Toronto Raptors Receive: PG Steve Nash (2 years, $19 million), SF Wesley Johnson (1 year, $884,293) and a 2019 first-round draft pick.
Los Angeles Lakers Receive: PG Kyle Lowry (1 year, $6.2 million) and SF Landry Fields (2 years, $12.5 million).
Why Toronto Does It: I know, it seems crazy. What would a rebuilding team want to do with an injured, soon-to-be 40-year-old point guard making nearly $10 million next season? It's tough, but you have to break this trade down into parts to understand it.
Would the Raptors be willing to pay the difference between Nash's deal and Fields' deal (about $3.5 million) next year to give Canada's greatest basketball star his hero's welcome? Would it be worth it to have Nash as a locker room presence, a mentor for Toronto's young guards and an ambassador of Raptors' basketball for a year in a city that would love him like none other?
I say yes, even if Nash provided very little on the floor or didn't prove to be an upgrade from Fields. Of course, there's the chance that Nash could retire as well once he saw the writing on the wall.
More importantly, is trading an expiring deal in Lowry for a future first-round pick and an athletic forward like Johnson worth it? It seems like it would be.
Why Los Angeles Does It: It's much easier to trade or waive and use the stretch provision on Fields than it is Nash, both from a logistic and emotional standpoint. Sending Nash back home to Canada may be the best image move the Lakers could make here.
But aside from all that, the Lakers desperately need a point guard with Steve Blake now out 6-8 weeks. Lowry is sort of the perfect storm for the Lakers: He's athletic, he can score on his own and, most importantly, he's on an expiring contract.

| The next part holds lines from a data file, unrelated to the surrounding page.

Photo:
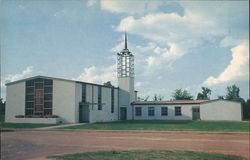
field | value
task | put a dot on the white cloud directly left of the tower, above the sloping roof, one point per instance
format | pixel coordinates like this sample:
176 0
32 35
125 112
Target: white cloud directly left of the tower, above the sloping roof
98 75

While it would be very tough to sacrifice yet another future first-round pick, especially since a trade for Nash put the Lakers in this spot in the first place, this move could make the Lakers a sneaky playoff contender this season while clearing more cap space for next year's free-agency bonanza. That might be worth the cost.
Although it's a long shot, perhaps Lowry would take a discount to stay in Los Angeles next year if he liked the freedom of Mike D'Antoni's offense. While Fields would almost certainly be cut bait next season, the best years of his career were with D'Antoni in New York. A lot could go right with this move.